Faced with the prince who is, so far as you know, your sole reason for being in Denmark, you find yourself at a loss for words. “My honored lord!” one of you stammers; “My most dear lord!” the other follows close behind, little more than an echo.
“My excellent good friends,” says the prince. He is smiling a queer, lightless smile, as though it is something he has practiced doing. You are uncomfortably aware that it’s probably a smile at your expense. “How dost thou, Guildenstern? Ah, Rosencrantz! Good lads, how do ye both?”
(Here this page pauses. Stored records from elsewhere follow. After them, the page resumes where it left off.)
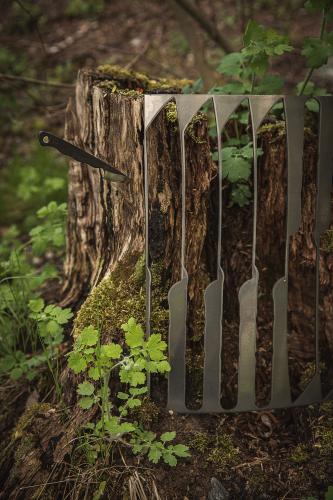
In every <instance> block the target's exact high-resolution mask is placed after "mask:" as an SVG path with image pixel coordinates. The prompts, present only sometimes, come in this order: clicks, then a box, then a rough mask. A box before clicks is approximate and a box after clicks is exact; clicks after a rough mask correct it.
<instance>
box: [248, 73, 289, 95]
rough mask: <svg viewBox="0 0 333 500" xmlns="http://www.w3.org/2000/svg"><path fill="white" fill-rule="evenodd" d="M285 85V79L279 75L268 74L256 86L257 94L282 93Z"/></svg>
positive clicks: (269, 93)
mask: <svg viewBox="0 0 333 500" xmlns="http://www.w3.org/2000/svg"><path fill="white" fill-rule="evenodd" d="M283 85H284V80H283V78H282V77H281V76H279V75H266V76H264V77H263V78H262V80H261V81H260V83H259V84H258V85H257V86H256V87H255V89H254V92H255V93H257V94H280V93H281V91H282V88H283Z"/></svg>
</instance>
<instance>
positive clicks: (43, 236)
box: [29, 201, 67, 255]
mask: <svg viewBox="0 0 333 500" xmlns="http://www.w3.org/2000/svg"><path fill="white" fill-rule="evenodd" d="M66 215H67V204H66V203H61V204H60V205H58V204H57V202H55V201H50V203H49V204H48V205H47V206H45V207H42V208H40V209H39V210H38V211H37V217H38V218H39V219H41V220H42V223H41V224H39V225H38V226H35V227H34V228H32V229H31V231H30V232H29V235H30V237H31V248H32V252H33V253H34V254H35V255H42V254H43V253H45V252H46V250H47V249H48V248H55V249H57V250H59V249H60V250H62V249H63V248H64V247H65V241H66V238H65V218H66Z"/></svg>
“As the indifferent children of the earth,” one of you says, before either of you can ask whether you’re playing a game.
Statement. Triumph lights up Hamlet’s eyes.
He harries you hard, after that—driving you back into the alcove with question after pointed, brutal question; naming Denmark a prison, a nutshell, a nightmare. He crowds you with rhetoric, slides past your evasions, pinions you upon the point to which he keeps inevitably returning: “Were you not sent for?”
“What should we say, my lord?” you entreat him. He is standing so close that you feel the heat rising from him in waves, as though he has a fever.
“Why, anything, but to the purpose,” he counters. His eyes are bright, but you cannot think them mad. “You were sent for, and there is a kind of confession in your looks which your modesties have not craft enough to color.”